Man Geistliche can also imagine himself as a debt counselor, as an insolvency administrator. People come to them who have thrown themselves or the course of time off course. who are desperate. For whom everything grows over their heads. Who would do anything to get their lives back. Or at least not to have destroyed that of their children too much. Who need absolution. A way out.
The particularly hard cases, as ex-Catholics like to think of it, sent God’s debt counselor straight from the confessional onto the Way of St. James. The goal was always clear. Santiago de Compostela. And self-discovery. And deliverance from all sins. The start doesn’t. It could be more or less anywhere in Europe. He could also be in Frankfurt an der Oder.
So on a presumably hot summer’s day somewhere in Brandenburg a dead man lies in a picturesque sand pit. He was shot. He has a strange otherworldly smile on his face. The pathologist puts it down to gravity. The inspector lying down next to the corpse has a completely different idea. The Way of St. James passes less than five hundred meters.
The commissioner wears a ring on a chain around his neck. The suit is black. The pants are too short. The shirts have a star pattern and are pretty tight. Kajal shadows his eyes. There’s definitely something pastoral about him – you’ll find out at some point that he paints his toenails in a chic way, but that doesn’t spoil the impression.
If one could wish for a debt counselor, Vincent Ross would have to be. Vincent Ross is the empathy monster among the detectives of Sunday night crime films. That doesn’t take much. The fact that he does it with such ironically grounded verve, the empathy for the other person, is pure relaxation even for skeptics of empathy.
A particularly wise decision by the Sunday night crime film gods has brought André Kaczmarczyk to the campfire of public broadcasters as Vincent Ross. He’s also very different in the theater, he can dance, he can also be evil, he’s very good at mass murder.

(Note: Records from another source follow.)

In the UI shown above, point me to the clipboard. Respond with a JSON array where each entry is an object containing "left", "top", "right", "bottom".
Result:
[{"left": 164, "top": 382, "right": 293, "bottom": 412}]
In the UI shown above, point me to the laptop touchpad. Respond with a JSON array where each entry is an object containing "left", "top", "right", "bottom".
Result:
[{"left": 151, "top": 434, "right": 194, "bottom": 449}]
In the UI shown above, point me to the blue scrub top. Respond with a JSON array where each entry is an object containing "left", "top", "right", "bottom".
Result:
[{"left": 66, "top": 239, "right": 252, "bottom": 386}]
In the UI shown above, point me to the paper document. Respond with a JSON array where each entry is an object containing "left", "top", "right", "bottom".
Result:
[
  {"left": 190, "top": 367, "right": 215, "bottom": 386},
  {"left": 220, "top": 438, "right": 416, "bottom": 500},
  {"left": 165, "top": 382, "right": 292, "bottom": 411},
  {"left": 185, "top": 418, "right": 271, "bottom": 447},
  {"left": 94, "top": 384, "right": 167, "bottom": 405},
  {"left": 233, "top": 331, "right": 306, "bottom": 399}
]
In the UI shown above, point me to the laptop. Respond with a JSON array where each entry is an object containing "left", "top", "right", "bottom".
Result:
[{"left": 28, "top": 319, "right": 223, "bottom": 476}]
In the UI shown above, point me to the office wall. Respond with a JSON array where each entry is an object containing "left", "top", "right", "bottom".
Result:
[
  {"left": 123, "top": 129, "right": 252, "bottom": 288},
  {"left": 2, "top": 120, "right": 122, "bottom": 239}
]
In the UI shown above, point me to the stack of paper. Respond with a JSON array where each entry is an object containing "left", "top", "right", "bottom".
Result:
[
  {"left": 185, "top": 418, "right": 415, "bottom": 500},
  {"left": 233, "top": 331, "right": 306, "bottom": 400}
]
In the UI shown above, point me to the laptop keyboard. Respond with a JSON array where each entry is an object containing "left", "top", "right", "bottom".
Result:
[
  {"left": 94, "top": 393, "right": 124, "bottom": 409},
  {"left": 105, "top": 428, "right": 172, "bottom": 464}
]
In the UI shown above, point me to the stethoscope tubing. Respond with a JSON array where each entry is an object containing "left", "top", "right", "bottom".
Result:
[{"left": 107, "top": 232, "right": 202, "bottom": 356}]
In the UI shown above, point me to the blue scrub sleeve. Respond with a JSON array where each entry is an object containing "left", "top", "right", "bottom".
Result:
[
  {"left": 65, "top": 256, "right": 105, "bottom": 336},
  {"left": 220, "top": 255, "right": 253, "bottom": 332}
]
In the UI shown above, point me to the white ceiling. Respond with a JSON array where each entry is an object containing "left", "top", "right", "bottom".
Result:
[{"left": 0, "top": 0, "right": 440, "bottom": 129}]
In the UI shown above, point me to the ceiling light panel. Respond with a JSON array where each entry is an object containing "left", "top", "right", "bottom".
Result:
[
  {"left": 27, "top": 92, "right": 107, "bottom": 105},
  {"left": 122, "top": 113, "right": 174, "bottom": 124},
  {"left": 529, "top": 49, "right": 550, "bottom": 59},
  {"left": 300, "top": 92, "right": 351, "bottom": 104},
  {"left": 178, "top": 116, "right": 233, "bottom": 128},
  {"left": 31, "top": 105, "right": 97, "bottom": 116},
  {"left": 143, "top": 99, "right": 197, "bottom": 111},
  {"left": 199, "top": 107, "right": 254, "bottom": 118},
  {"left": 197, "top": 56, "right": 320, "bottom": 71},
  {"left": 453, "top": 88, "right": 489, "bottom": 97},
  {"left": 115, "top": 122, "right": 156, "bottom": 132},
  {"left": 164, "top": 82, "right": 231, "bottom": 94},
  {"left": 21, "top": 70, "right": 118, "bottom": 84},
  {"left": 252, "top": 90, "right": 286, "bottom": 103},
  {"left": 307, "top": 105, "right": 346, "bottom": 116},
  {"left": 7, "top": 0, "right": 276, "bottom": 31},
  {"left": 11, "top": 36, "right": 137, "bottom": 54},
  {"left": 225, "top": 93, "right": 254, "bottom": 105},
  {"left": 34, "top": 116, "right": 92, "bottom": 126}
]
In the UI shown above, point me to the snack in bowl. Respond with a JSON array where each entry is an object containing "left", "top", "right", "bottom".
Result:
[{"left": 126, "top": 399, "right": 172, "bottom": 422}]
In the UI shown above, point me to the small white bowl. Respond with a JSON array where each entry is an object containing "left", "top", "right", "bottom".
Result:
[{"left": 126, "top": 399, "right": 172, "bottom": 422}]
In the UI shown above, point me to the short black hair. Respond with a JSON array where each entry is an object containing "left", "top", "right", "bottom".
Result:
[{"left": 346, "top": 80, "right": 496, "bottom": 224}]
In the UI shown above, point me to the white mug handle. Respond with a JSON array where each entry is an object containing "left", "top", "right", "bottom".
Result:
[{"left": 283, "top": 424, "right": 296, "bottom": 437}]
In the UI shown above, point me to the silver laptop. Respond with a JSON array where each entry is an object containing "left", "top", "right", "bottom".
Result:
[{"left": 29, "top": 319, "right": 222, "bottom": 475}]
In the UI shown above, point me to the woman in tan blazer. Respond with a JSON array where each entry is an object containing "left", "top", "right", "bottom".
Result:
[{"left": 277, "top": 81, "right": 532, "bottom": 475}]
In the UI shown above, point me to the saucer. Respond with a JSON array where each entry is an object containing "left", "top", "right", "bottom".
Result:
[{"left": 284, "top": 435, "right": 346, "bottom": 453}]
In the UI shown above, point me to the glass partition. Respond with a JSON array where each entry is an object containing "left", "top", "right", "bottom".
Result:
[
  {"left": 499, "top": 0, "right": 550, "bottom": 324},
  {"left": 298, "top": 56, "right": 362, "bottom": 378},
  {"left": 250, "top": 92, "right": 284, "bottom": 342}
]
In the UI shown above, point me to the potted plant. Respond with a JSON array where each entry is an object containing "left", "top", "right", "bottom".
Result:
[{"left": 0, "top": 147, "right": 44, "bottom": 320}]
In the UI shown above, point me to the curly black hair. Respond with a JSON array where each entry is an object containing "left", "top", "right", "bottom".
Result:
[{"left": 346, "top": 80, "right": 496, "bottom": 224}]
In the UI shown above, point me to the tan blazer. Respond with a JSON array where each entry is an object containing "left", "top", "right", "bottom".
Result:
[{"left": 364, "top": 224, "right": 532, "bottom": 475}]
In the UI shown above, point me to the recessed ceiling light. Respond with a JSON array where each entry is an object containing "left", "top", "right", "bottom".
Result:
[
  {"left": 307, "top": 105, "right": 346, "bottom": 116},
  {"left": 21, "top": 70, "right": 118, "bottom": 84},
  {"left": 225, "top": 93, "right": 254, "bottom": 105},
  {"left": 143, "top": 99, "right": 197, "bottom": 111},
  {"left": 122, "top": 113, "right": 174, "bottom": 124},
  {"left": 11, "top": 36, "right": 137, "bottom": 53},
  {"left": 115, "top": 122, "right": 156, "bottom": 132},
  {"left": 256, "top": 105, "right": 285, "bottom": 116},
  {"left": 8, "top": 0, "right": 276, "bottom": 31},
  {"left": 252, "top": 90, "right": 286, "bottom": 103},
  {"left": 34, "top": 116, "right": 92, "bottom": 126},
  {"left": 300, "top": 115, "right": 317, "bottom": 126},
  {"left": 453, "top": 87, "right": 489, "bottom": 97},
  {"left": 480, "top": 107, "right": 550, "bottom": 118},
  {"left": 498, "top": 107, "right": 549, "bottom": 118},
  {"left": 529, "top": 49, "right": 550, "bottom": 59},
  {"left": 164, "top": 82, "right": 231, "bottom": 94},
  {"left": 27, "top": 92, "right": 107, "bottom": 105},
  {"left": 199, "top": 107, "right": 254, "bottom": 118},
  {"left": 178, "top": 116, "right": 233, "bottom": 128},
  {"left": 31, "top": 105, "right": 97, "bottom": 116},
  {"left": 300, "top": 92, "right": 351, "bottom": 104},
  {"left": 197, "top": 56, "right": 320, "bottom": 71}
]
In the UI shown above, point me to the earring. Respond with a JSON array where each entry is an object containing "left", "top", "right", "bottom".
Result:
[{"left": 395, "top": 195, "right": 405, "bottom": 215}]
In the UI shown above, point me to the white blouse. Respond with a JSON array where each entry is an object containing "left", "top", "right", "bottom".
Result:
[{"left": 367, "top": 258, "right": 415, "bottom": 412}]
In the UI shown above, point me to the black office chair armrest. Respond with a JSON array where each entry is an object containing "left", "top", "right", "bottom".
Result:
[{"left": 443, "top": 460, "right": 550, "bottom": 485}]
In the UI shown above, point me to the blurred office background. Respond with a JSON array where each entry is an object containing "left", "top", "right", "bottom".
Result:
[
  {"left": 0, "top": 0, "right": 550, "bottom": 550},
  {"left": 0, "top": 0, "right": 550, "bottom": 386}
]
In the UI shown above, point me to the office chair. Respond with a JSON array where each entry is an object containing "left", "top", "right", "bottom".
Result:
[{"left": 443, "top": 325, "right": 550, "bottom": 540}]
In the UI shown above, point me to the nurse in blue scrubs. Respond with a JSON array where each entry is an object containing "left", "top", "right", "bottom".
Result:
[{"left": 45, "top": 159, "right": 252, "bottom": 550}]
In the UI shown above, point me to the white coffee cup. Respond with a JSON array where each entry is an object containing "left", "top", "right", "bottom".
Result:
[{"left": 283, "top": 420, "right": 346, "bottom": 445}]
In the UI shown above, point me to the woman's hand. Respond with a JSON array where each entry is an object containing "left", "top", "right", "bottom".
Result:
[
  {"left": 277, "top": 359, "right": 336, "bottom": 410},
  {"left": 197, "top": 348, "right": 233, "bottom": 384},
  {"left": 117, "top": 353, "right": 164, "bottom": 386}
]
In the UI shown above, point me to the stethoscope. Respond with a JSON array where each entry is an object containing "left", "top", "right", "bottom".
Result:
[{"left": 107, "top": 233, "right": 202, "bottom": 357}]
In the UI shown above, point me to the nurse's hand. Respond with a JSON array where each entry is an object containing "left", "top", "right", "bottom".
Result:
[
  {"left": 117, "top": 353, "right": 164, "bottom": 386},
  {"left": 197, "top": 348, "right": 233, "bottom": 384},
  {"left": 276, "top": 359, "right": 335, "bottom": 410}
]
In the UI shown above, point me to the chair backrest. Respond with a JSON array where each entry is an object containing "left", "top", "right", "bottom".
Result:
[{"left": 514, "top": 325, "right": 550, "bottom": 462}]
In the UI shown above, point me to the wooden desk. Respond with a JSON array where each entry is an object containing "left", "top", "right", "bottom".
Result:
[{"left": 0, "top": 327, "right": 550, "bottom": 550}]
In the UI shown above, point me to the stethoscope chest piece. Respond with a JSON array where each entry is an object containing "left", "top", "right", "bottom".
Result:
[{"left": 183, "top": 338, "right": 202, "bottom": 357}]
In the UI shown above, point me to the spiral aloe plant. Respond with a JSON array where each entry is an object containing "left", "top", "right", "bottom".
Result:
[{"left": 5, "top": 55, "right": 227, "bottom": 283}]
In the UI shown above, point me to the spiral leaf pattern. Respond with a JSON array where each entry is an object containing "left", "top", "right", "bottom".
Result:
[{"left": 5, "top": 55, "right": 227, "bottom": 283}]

In the German-Polish Border Commissariat, which he has now taken over on his own after the departure of his macho-monomaniac colleague Raczek (Lukas Gregorowicz), he is the gender-fluid understanding of human nature, whose oddities, oddly enough, everyone likes.
Once in his first solo case, called “The God of Bankruptcy,” Vincent sits next to Rogov, the colleague who ran up to him next to the corpse on the Camino de Santiago like a mangy dachshund.
Rogov (Frank Leo Schröder) is overzealous, nobody likes him. He used to be a commissioner, now he’s solving cases of escaped dachshunds in Lebus, which you have to imagine as a desolate Brandenburg town. Rogov’s career is bankrupt. Vincent gives him a second chance, which insolvency administrators are reluctant to do.
Everything has to change
Rogov stuffs himself with doner kebabs. He brought one with him for Vincent and is grateful that someone is giving him a second chance. You can see Vincent getting sick just looking at the skewered bun. He’s probably vegan. And then Rogov asks him how someone like him, that is Ross, got into the police force in the first place. “Because everything has to change,” he says. And Rogov wishes him a lot of fun with it.
But now we must gradually come to the fall. When the mean Sunday night detective film is called “The God of Bankruptcy”, those who despise Sunday night detective films start rubbing their hands at the cliché density to be expected. And start tweeting before your fingertips have even started to glow.
You can give yourself that this time. The background to the murder, which the Brandenburg-Polish police department has to clarify, is debt, greed and the possibility of being blackmailed. But the case – Mike Bäuml’s screenplay is a concentrate of true bankruptcies – keeps away from templated explanatory bear dialogues, cheap moralizing and cheap criticism of capitalism. Is an intensively played soul game.
The smiling dead man from the Way of St. James was desperate. And he was broke. His insolvency administrator had made his life hell. His name is Udo Schick. Bernhard Schir plays him with a carnivorous inner turmoil that actually only he can manage. Schick lives with Jonathan Hueter.
He’s practically a debt counselor. He is also an empathy monster. He talks and talks and talks, it is said several times. He chews you through, it is said several times. And then he spits one out again. And look, as cold as you can, at what’s left of the bankruptcy. Godehart Giese, who really no longer has to be recommended as an actor, recommends himself with this “police call” for all ambivalent monsters of the future German true crime series industry.
It’s very slow. Director Felix Karolus keeps up the pace of the pilgrimage as he goes into the interior of the desperate, who will do everything, sacrifice everything, to get out of the debt trap for their descendants. Sebastian Pille’s music gently tells the actual story.
The Way of St. James, as everyone knows at the latest after they have read Hape Kerkeling’s “I’ll be gone”, is not just for personal debt settlement. But above all self-discovery. The Brandenburg “police call” has already taken a huge step forward.